At the time the material in The Unfixable was being published, Spider-Man’s enemy Dr Octopus was on the verge of death. Also a genius level scientist and engineer, the realisation that he’d die as a joke while Stark continued to bask in the world’s acclaim didn’t sit well. As detailed here, he’d had encounters with Stark at symposiums prior to either of them developing technological accoutrements, and these resulted in mutual antipathy. Mulling over his imminent demise, he summons Stark and challenges him to cure his current condition. Should Stark fail Dr Octopus’ condition won’t have improved, but he’ll have the satisfaction of knowing Stark is no better than him. Then there’s always the slim chance he’ll succeed.

In order to ensure compliance, there’s a nuclear device hidden that will devastate Manhattan, and for extra insurance Electro and Sandman are dispatched to hold one of Stark’s key employees hostage. All in all, it’s a tight little trap, but then Dr Octopus has set plenty of those before.

Laid out in black and white Iron Man vs Doctor Octopus doesn’t sound a very enticing prospect, much less one that should occupy the best part of three chapters, yet under Matt Fraction and Salvador Larroca it’s very much a compelling read, and far better than the preceding My Monsters. In between squabbles, egotistical jousting and layers of intent being unpeeled, there are some unexpected twists. Stark, for instance, confiding that he’s at a loss to discover who the saboteur in his organisation is and asking Dr Octopus for advice.

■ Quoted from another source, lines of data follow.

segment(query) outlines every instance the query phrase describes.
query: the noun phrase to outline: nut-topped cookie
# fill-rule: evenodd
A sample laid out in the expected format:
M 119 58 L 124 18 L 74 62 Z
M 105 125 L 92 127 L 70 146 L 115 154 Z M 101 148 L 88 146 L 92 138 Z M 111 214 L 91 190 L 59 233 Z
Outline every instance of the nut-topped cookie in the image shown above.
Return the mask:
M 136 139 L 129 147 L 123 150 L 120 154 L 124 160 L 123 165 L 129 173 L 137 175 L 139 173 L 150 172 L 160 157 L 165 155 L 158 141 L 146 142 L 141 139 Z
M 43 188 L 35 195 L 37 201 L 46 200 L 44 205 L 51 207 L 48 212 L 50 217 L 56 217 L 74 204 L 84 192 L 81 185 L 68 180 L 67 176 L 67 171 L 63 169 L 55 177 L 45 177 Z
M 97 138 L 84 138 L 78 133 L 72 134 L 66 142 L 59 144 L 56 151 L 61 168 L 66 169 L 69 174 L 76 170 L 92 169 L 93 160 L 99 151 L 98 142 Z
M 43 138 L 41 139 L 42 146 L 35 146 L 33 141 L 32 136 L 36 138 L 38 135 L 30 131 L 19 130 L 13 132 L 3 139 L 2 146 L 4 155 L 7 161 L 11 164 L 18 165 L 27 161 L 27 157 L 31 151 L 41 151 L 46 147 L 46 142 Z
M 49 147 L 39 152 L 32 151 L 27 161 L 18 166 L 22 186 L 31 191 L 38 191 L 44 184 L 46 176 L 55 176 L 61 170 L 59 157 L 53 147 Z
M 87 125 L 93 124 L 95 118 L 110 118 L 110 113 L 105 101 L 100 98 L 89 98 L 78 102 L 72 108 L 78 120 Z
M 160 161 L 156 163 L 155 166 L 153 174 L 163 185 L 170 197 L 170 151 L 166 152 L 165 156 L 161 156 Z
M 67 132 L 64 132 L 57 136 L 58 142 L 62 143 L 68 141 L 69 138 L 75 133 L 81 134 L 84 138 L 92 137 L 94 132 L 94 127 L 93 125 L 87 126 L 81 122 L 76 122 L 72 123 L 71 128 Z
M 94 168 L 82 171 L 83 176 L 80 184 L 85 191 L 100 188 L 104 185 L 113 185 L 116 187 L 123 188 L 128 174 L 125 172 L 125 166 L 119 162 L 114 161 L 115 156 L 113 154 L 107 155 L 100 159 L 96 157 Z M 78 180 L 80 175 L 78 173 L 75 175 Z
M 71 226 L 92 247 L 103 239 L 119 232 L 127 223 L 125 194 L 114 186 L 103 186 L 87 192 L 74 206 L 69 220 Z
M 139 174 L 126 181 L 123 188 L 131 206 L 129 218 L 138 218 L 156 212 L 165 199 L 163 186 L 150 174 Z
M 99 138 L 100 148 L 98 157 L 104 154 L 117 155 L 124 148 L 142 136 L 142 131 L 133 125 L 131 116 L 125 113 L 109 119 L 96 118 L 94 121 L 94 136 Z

Larroca employs a more traditional pencilled look to indicate the past in flashbacks (and perhaps in reality, given his tight digital art), and tension is ultimately induced by the good old-fashioned device of a countdown. Oh yes, Sandman and Electro. They encounter a most surprisingly capable intervention.

Two shorter, stories close out the book, both okay, neither essential. Pepper Potts receives a solo outing courtesy of Kelly Sue DeConnick and Andrea Mutti, the only story in this entire series not written by Fraction. It’s an interlude set during events of World’s Most Wanted. Mutti’s depiction of her armour isn’t consistent with Larroca’s, but then his style is very different, and the story’s a nice exploration of someone coming to terms with their capabilities for the first time.

John Romita Jr’s art is always welcome, and his opening page of Thor is stunning in a tale of weather surprisingly not responding to the God of Thunder. Fraction has a reason for involving Tony Stark, but while diverting, the story’s not compelling.

The next volume is Fear Itself, which ties in with the other series around the Marvel universe.